The log should say what it is. systemd-coredump uses a lot of CPU because it compresses the core images, and they are always large, perhaps huge files (gigabytes in a case of mine). You can configure it in "/etc/systemd/coredump.conf" Ah, ulimit -c doesn't work. I think systemd-coredump should be improved: initially dump without compression. Later, after dumping, compress just one file at a time, in background. If a process dumps repeatedly, because it is started again and again, don't dump. -- Cheers / Saludos, Carlos E. R. (from 42.2 x86_64 "Malachite" at Telcontar)
On 09/08/2017 07:03 AM, Carlos E. R. wrote:
I think systemd-coredump should be improved: initially dump without compression. Later, after dumping, compress just one file at a time, in background. If a process dumps repeatedly, because it is started again and again, don't dump.
Isn't that what you get when you set in /etc/systemd/coredump.conf that storage is external and compression is off? These will still be cleaned by systemd-tmpfiles wouldn't they? -- After all is said and done, more is said than done.
On 2017-09-08 20:22, John Andersen wrote:
On 09/08/2017 07:03 AM, Carlos E. R. wrote:
I think systemd-coredump should be improved: initially dump without compression. Later, after dumping, compress just one file at a time, in background. If a process dumps repeatedly, because it is started again and again, don't dump.
Isn't that what you get when you set in /etc/systemd/coredump.conf that storage is external and compression is off?
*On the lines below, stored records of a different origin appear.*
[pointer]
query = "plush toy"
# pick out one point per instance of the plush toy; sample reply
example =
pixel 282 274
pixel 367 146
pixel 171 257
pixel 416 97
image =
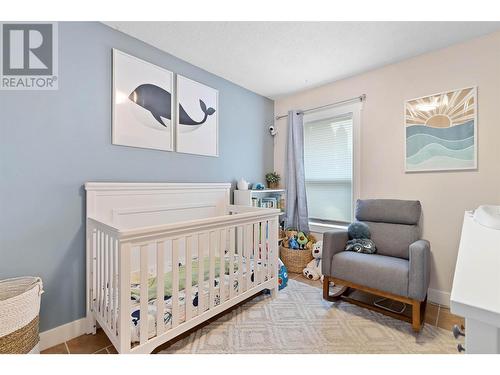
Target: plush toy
pixel 313 268
pixel 288 235
pixel 311 242
pixel 302 240
pixel 358 230
pixel 293 244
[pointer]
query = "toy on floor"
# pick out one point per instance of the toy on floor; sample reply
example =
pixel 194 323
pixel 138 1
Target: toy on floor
pixel 293 244
pixel 282 275
pixel 302 240
pixel 313 268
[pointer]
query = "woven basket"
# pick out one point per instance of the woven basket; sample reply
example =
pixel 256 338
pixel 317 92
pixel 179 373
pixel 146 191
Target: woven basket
pixel 19 309
pixel 295 260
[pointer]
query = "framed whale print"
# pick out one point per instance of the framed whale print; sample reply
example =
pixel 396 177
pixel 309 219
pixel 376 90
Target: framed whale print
pixel 441 131
pixel 197 118
pixel 142 103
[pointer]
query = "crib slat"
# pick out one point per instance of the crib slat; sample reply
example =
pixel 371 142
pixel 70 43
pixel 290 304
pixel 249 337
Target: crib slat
pixel 268 255
pixel 222 270
pixel 144 316
pixel 240 259
pixel 115 287
pixel 256 254
pixel 248 257
pixel 124 296
pixel 97 290
pixel 101 274
pixel 160 287
pixel 273 246
pixel 175 283
pixel 211 277
pixel 104 274
pixel 189 278
pixel 232 240
pixel 108 279
pixel 201 273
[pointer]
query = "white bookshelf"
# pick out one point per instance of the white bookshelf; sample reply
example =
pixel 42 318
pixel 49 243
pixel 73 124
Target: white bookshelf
pixel 244 197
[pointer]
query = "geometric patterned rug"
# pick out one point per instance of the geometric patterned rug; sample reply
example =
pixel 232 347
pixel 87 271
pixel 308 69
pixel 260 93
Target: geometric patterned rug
pixel 300 321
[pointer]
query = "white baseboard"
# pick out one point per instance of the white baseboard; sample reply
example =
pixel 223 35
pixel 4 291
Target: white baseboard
pixel 439 297
pixel 58 335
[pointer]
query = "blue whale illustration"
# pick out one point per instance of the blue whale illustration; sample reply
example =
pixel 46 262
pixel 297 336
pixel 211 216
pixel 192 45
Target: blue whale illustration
pixel 157 101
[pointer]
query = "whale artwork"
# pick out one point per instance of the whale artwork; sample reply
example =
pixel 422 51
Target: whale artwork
pixel 197 119
pixel 153 99
pixel 142 104
pixel 158 102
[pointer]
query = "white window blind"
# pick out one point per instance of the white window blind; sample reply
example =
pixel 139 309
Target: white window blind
pixel 328 168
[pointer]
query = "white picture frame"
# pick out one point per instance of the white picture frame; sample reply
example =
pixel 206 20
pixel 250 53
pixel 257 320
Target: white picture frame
pixel 197 120
pixel 142 104
pixel 446 151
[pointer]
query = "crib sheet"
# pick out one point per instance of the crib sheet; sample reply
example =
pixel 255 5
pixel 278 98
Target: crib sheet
pixel 194 298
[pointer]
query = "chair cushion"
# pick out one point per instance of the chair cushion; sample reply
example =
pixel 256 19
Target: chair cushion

I don't know what "external" means, but I guess it means "inside the log or outside" (man confirms). Compression can be set to off, yes. And they are deleted in a week by default. But there is no adjustment possible when something dies and restarts repeatedly: kills all CPU cores. Also, there is no choice of compressor or options, like use the fastest method, nor of a filter to not collect the coredump of some processes. I have a process that sometimes crashes and dump core, sometimes huge, and the CPU is busy for many minutes; during this time I can not start it again, and I need the process. The most I can do is disable compression.
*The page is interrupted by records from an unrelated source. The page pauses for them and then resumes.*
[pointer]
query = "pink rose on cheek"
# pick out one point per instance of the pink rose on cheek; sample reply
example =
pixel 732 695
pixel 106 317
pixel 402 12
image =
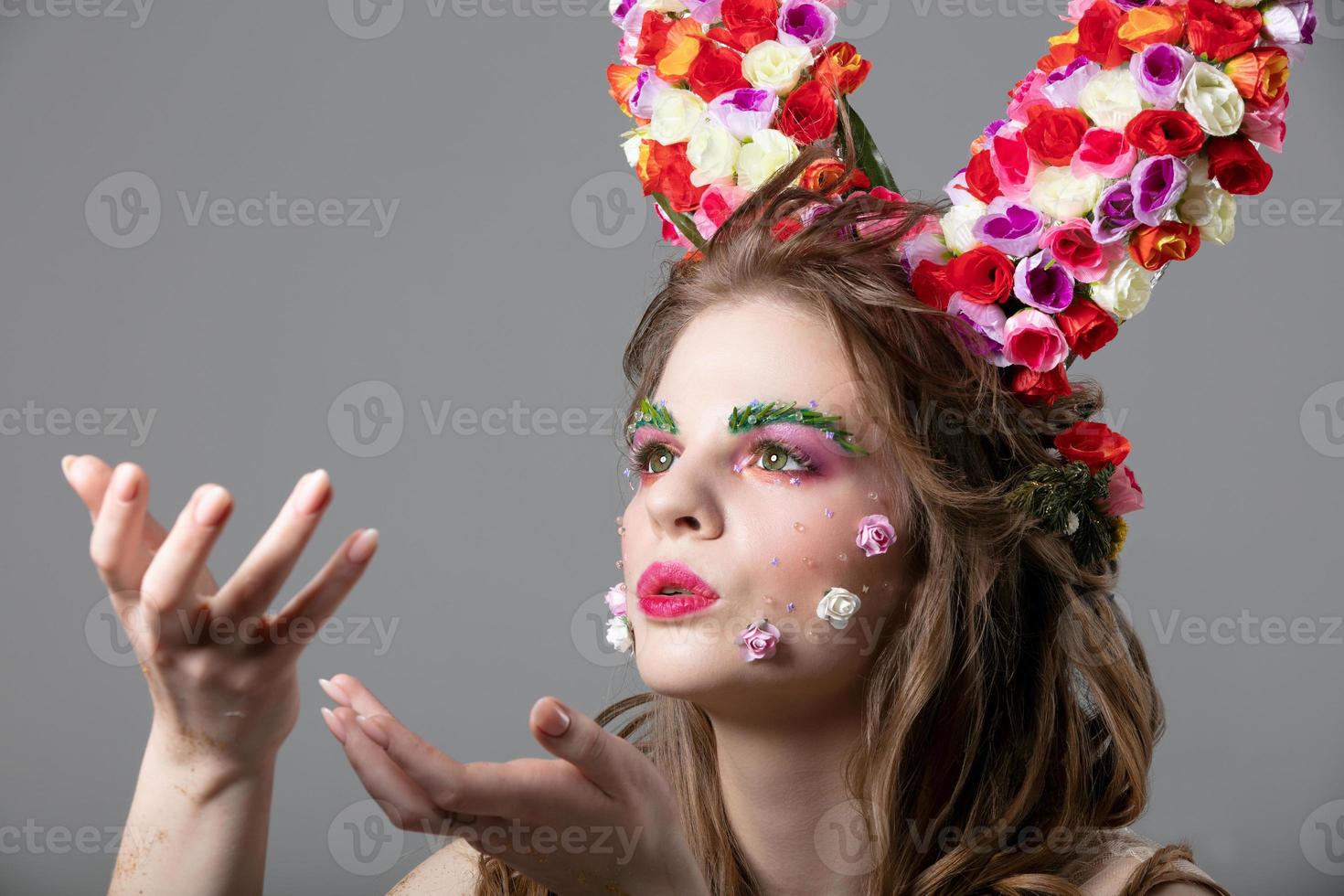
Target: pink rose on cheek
pixel 758 641
pixel 615 600
pixel 875 535
pixel 1124 493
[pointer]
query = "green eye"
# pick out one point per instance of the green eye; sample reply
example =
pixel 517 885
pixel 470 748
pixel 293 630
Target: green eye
pixel 660 460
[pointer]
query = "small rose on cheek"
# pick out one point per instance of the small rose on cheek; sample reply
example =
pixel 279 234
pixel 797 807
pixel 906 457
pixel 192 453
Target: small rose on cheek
pixel 875 534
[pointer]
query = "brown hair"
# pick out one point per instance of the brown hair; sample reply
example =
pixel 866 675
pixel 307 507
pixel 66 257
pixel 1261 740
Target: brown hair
pixel 1015 669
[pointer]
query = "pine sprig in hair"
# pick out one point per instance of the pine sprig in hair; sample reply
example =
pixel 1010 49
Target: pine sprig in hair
pixel 757 414
pixel 1067 500
pixel 652 414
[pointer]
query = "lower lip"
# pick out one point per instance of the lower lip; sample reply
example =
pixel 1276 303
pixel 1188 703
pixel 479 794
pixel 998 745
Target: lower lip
pixel 669 606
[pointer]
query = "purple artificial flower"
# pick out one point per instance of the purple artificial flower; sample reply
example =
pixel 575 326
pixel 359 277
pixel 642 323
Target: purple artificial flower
pixel 1158 182
pixel 1009 226
pixel 1043 283
pixel 1115 214
pixel 745 111
pixel 806 23
pixel 1160 71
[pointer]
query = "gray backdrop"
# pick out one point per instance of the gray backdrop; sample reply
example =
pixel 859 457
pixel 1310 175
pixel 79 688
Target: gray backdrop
pixel 515 265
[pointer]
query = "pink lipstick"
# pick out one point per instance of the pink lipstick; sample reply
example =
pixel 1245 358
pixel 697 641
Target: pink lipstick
pixel 669 590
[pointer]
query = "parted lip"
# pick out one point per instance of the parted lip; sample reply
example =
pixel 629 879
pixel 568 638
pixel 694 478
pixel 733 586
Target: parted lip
pixel 672 575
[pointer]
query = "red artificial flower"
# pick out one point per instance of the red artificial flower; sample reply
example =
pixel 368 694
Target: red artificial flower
pixel 841 68
pixel 1171 240
pixel 1221 31
pixel 981 180
pixel 717 70
pixel 809 113
pixel 930 285
pixel 1237 165
pixel 1098 35
pixel 983 275
pixel 1093 443
pixel 1054 133
pixel 1086 326
pixel 668 172
pixel 1166 132
pixel 1044 386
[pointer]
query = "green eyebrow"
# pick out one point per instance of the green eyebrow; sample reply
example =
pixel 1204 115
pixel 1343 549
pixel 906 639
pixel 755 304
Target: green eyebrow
pixel 651 414
pixel 757 414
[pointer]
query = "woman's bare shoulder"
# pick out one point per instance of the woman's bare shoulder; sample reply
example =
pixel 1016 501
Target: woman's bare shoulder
pixel 451 870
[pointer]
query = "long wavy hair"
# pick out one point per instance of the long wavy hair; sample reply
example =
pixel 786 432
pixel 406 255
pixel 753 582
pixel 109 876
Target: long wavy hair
pixel 1017 698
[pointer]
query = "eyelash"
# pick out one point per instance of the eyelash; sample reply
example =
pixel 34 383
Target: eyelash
pixel 640 457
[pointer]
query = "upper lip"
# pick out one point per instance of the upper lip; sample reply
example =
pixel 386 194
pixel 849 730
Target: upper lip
pixel 672 575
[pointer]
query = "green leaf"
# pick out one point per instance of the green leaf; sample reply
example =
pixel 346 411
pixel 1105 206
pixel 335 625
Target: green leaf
pixel 680 220
pixel 866 152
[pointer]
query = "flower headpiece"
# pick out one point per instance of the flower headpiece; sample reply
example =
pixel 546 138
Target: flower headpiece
pixel 1120 152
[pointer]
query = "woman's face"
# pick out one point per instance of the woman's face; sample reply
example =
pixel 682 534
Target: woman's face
pixel 768 516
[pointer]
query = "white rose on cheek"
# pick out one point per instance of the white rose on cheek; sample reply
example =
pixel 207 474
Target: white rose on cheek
pixel 837 606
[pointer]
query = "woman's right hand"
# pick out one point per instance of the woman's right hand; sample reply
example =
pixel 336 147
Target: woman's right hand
pixel 222 670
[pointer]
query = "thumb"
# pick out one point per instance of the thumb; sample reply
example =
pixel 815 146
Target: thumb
pixel 605 759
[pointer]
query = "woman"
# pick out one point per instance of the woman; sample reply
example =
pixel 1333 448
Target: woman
pixel 869 673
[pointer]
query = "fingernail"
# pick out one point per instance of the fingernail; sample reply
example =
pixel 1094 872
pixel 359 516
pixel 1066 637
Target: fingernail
pixel 335 690
pixel 363 546
pixel 334 724
pixel 123 483
pixel 312 492
pixel 374 730
pixel 211 506
pixel 557 723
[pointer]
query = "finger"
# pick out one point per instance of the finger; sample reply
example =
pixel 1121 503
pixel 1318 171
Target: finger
pixel 176 566
pixel 609 762
pixel 405 802
pixel 89 478
pixel 114 543
pixel 317 601
pixel 262 572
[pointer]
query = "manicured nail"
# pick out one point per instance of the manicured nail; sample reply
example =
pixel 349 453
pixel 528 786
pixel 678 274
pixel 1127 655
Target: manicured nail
pixel 557 721
pixel 363 546
pixel 123 483
pixel 334 724
pixel 374 729
pixel 335 690
pixel 211 507
pixel 312 492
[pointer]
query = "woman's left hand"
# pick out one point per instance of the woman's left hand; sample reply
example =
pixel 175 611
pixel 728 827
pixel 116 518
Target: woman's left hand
pixel 600 816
These will still be cleaned by systemd-tmpfiles wouldn't they?
Yes. -- Cheers / Saludos, Carlos E. R. (from 42.2 x86_64 "Malachite" at Telcontar)
On 09/08/2017 06:44 AM, Johannes Weberhofer wrote:
Am 06.09.2017 um 22:49 schrieb Robert Schweikert:
- systemd-coredump process running off and on and when it runs it sucks up 100% cpu
We see such errors when Chromium in development mode crashes.
Yeah I think Chrome is to blame here :( -- Robert Schweikert MAY THE SOURCE BE WITH YOU Distinguished Architect LINUX Team Lead Public Cloud rjschwei@suse.com IRC: robjo
Am 11.09.2017 um 22:26 schrieb Robert Schweikert:
On 09/08/2017 06:44 AM, Johannes Weberhofer wrote:
Am 06.09.2017 um 22:49 schrieb Robert Schweikert:
- systemd-coredump process running off and on and when it runs it sucks up 100% cpu We see such errors when Chromium in development mode crashes.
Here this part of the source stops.